Now sitting atop their own successful business ventures, three formerly undocumented immigrants are committed to spreading the wealth.
He was only 17 years old but, given the trials he had already endured, he had outgrown his childhood years before. Tall and lanky, Alfredo Duarte stood at the edge of the Tijuana River. He was going to seek a better life and in turn provide for his family back home in San Pedro, Guanaceví, in Durango, Mexico. It was 1975, and Tijuana had been experiencing torrential rain and flooding, making the river level perilously high. He knew it was dangerous, but so was living in abject poverty.
His uncle had arranged to pay a “coyote”—a smuggler of undocumented immigrants—for his nephew’s safe arrival in Los Angeles. Duarte remembers stripping down to his underwear along with other immigrants making the journey. Clothes would only cause additional risks of getting pulled down into the current. They put their clothes atop their heads, linked arms, and entered the water.

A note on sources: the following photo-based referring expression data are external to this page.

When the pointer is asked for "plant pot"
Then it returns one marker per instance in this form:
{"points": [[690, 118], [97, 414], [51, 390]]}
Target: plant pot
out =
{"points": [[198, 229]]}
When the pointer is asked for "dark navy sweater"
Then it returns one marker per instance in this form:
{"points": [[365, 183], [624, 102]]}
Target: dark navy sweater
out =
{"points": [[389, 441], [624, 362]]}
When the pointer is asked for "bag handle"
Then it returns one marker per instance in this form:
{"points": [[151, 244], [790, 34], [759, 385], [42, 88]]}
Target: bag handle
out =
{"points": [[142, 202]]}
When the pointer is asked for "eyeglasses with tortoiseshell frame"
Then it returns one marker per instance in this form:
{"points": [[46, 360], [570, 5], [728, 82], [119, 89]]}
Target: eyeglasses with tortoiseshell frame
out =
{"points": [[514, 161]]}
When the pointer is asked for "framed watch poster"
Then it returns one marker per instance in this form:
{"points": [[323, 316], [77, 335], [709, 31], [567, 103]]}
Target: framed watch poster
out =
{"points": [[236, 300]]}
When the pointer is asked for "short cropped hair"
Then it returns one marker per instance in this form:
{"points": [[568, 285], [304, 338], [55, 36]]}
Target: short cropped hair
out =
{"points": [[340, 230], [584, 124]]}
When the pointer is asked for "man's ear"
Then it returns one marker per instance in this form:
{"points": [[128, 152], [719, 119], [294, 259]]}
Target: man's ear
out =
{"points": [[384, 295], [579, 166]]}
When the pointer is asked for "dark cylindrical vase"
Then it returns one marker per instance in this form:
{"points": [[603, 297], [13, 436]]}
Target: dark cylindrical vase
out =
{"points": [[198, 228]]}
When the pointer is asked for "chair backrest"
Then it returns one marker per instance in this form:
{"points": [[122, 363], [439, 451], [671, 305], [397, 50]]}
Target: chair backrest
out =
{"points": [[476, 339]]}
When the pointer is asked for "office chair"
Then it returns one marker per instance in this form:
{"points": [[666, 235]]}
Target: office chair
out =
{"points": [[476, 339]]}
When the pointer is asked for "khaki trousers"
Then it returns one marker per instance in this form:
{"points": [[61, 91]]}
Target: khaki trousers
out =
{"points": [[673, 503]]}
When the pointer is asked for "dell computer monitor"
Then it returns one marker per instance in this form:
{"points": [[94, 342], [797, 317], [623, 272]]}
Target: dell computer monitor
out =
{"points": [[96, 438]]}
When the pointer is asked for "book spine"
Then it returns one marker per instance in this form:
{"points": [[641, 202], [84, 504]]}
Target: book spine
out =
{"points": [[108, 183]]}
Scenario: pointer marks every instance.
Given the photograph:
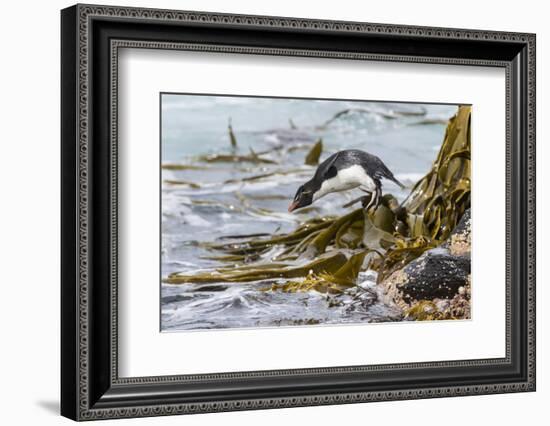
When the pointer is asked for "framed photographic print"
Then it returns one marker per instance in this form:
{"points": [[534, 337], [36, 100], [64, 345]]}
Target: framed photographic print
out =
{"points": [[263, 212]]}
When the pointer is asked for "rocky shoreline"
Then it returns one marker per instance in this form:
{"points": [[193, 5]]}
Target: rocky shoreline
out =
{"points": [[436, 285]]}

“I remember that night like it was yesterday,” Duarte says. “We were in a chain, water up to our necks. We were pulling up girls who were falling down. … We almost drowned because it was the worst rains they had seen that year.”
When Duarte made it safely across, he was put in the trunk of a Mercury Grand Marquis with six other people. He remained balled up inside for three hours. “Someone was already drunk … so the smell,” he says, shaking his head. “I remember getting out of the trunk and not being able to walk. Quite often, I think I would die [on that trip] now. That was a good thing—I was young.”
Now the CEO of a $60 million food distribution company, Taxco Produce, Duarte, an American citizen, looks back with a smile and a few tears. “Being a little hungry and needy is not a bad thing. It gives you the drive to try,” he says. “God permitted me to build a company, make money,” and take care of my family.